Public summary
A remote freelance position for a Python Data Scraping Engineer to manage specialized data extraction workflows combining AI and human expertise. The role involves developing and maintaining complex web scraping pipelines, ensuring high quality and accurate data delivery using various tools and custom methods. Flexible part-time work schedule with performance-based compensation.
Salary
USD 37.00 - 37.00 hour
Responsibilities
Own end-to-end web data scraping workflows from complex sites, ensuring comprehensive coverage, accuracy, and reliable output of structured datasets. Utilize internal tools and custom workflows (e.g., Apify, OpenRouter) to accelerate data gathering, validation, and task execution. Adapt scraping methods to handle dynamic and interactive content such as JavaScript-rendered pages, infinite scroll, and API integration via proxies. Maintain data quality through validation checks, cross-source consistency verification, and strict adherence to formatting standards. Scale scraping operations efficiently for large datasets using batching or parallelization while monitoring system stability and handling changes in site structures.
Qualifications
At least 3 years of experience in data engineering, web scraping, automation, or software development. Proficiency with Python web scraping libraries and techniques (BeautifulSoup, Selenium or similar), including handling dynamic web content and APIs. Demonstrated ability to extract data from complex or inconsistent HTML structures.

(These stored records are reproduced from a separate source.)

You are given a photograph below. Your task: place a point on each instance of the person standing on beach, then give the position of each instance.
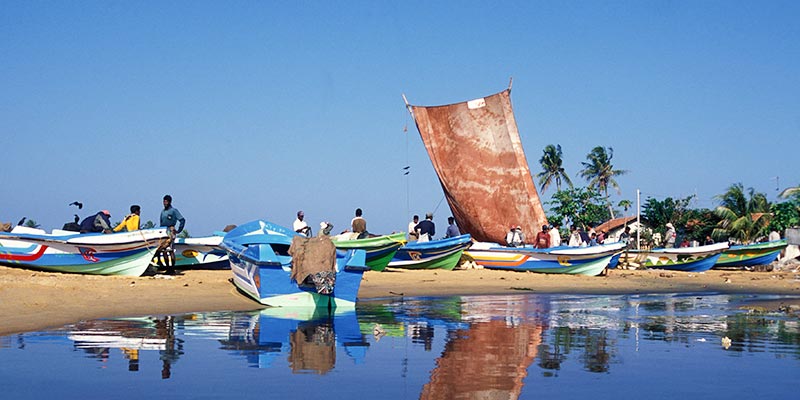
(670, 236)
(515, 237)
(542, 238)
(359, 224)
(555, 235)
(171, 219)
(426, 228)
(452, 229)
(300, 226)
(100, 222)
(413, 234)
(131, 221)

Strong skills in data cleaning, normalization, validation, and delivering structured datasets in formats like CSV, JSON, or Google Sheets. Experience working with large language models and AI frameworks to enhance automation. Detail-oriented with strong commitment to data accuracy. Ability to work independently and troubleshoot technical challenges. Upper-intermediate (B2) English proficiency or higher. A degree in Engineering, Computer Science, Applied Mathematics or related field is a plus. Linking to a GitHub portfolio is advantageous.